November 19, 2013

Fireside Science: The Inefficiency (and Information Content) of Scientific Discovery

This content has been cross-posted to Fireside Science.

In this post, I will discuss somewhat of a trendy topic that needs further critical discussion. It combines a crisis in replicating experiments with the recognition that science is not an perfect or errorless pursuit. We start with a rather provocative article in the Economist called "Trouble at the Lab" [1]. The main idea: the practice of science needs serious reform in its practice, from standardization of experimental replicability to greater statistical rigor. 

While there are indeed perpetual challenges posed by the successful replication of experiments and finding the right statistical analysis for a given experimental design, most of the points in this article should be taken with a grain of salt. In fact, the conclusions seem to suggest that science should be run more like a business (GOAL: most efficient allocation of resources). This article suffers from many of the same issues as the Science article featured in my last Fireside Science post. Far from being an efficient process, the process of making scientific discoveries and discovering the secrets of nature require a very different set of ideals [2]. But don't just rely on my opinions. Here is a sampling of letters to the editor which followed:

The first is from Stuart Firestein, the author of "Ignorance: how it drives science", which is discussed in [2]. He argues that applying a statistician's theoretical standards to all forms of data is not realistic. While the portion of the original article [1] discussing problems with statistical analysis in most scientific papers is the strongest point made, it also rests on some controversial assumptions. 
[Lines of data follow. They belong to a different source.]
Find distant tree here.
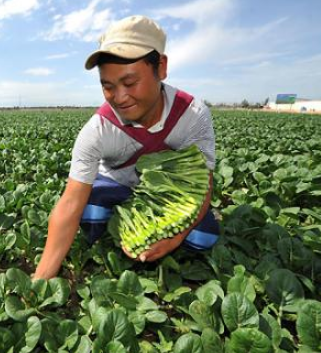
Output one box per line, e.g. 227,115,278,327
203,99,213,108
241,99,249,108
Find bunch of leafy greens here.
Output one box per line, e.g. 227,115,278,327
108,145,210,257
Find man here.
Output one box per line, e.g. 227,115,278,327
34,15,219,280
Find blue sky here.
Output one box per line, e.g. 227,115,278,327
0,0,320,107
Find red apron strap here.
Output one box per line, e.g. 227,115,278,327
96,89,194,168
161,90,194,136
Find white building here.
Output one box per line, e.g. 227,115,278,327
266,99,321,113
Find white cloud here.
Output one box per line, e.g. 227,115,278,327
151,0,291,74
297,53,321,65
155,0,233,70
200,52,321,103
168,76,224,90
0,80,102,107
150,0,234,71
0,0,39,21
223,51,288,66
43,0,114,42
154,0,232,23
24,67,54,76
53,14,62,20
45,52,77,60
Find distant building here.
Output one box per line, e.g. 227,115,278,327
266,98,321,113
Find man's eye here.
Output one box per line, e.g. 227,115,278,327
124,81,136,87
103,84,113,91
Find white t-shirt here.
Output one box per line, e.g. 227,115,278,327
69,83,215,187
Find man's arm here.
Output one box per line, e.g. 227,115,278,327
33,178,92,280
122,173,213,262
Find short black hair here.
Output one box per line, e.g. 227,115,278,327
97,50,161,76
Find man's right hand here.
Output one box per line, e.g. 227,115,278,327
33,178,92,280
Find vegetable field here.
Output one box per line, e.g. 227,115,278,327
0,108,321,352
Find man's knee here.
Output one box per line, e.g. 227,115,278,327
183,210,220,250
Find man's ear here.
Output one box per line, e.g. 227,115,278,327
158,55,168,80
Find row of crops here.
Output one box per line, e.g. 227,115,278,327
0,108,321,352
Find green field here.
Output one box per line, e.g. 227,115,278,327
0,108,321,352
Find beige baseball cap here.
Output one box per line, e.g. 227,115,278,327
85,15,166,70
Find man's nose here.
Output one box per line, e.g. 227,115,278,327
114,86,128,105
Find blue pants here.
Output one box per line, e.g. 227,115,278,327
80,174,220,250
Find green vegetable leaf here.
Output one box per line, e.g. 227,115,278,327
74,335,92,353
195,280,224,306
145,310,168,323
6,268,31,297
297,300,321,350
38,277,70,308
228,327,273,353
259,313,282,349
108,291,137,310
181,261,212,281
117,270,144,296
139,278,158,294
0,327,15,352
128,311,146,335
189,300,215,329
98,308,139,352
107,340,127,353
13,316,42,353
57,319,79,350
173,332,203,353
107,251,123,275
221,293,259,332
201,327,223,353
265,269,304,311
227,265,256,302
5,295,36,322
137,296,159,312
90,277,116,306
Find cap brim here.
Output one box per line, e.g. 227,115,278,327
84,44,154,70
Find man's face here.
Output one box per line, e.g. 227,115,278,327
99,55,167,128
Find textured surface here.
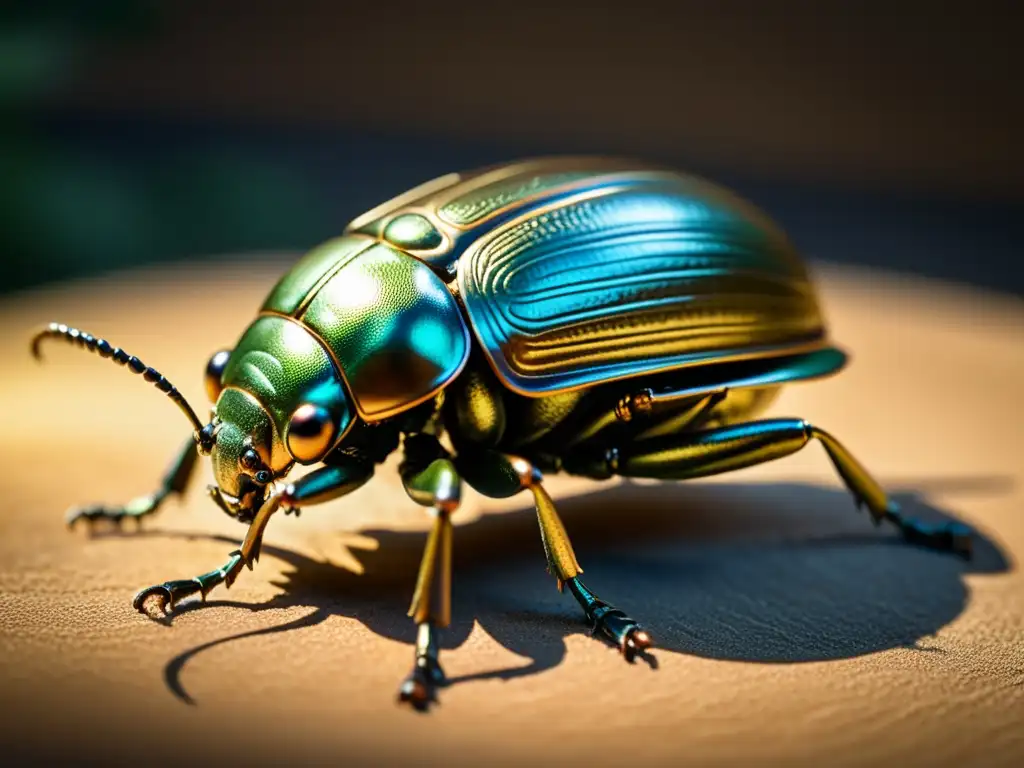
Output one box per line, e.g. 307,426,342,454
298,242,469,419
438,170,596,226
458,174,826,393
1,259,1022,766
220,315,350,462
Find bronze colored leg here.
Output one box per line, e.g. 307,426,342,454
397,435,461,709
455,448,653,661
68,435,199,529
808,425,972,556
565,418,972,557
399,507,454,709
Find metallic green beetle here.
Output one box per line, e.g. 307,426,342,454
31,157,972,709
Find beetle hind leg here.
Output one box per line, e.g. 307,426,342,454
808,425,972,557
564,575,653,661
564,418,972,557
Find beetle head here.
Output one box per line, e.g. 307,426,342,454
206,388,293,522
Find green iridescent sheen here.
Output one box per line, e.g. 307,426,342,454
262,236,375,315
383,213,443,250
209,388,275,498
402,457,461,508
299,244,468,418
35,158,976,714
222,315,349,432
458,179,824,395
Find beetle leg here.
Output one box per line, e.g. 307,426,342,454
566,419,972,557
67,435,199,531
807,425,973,557
132,486,284,616
455,448,653,662
133,551,246,614
280,453,375,511
396,434,460,710
565,578,653,662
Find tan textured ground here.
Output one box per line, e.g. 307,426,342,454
1,258,1021,767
The first involves a debate as to whether or not the Null Hypothesis Significance Test (NHST) is the best way to uncover significant relationships between variables. NHST is the use of t-tests and ANOVAs to determine significant differences between experimental conditions (e.g. treatment vs. no treatment). As an alternative, naive and other Bayesian methods have been proposed [3]. However, this still makes a number of assumptions about the scientific enterprise and process of experimentation to which we will return.

The second letter is refers to one's philosophy of science orientation. This gets a bit at the issue of scientific practice, and how the process of doing science may be misunderstood by a general audience. Interestingly, the notion of "trust, but verify" does not come from science at all, but from diplomacy/politics. Why this is assumed to also be the standard of science is odd.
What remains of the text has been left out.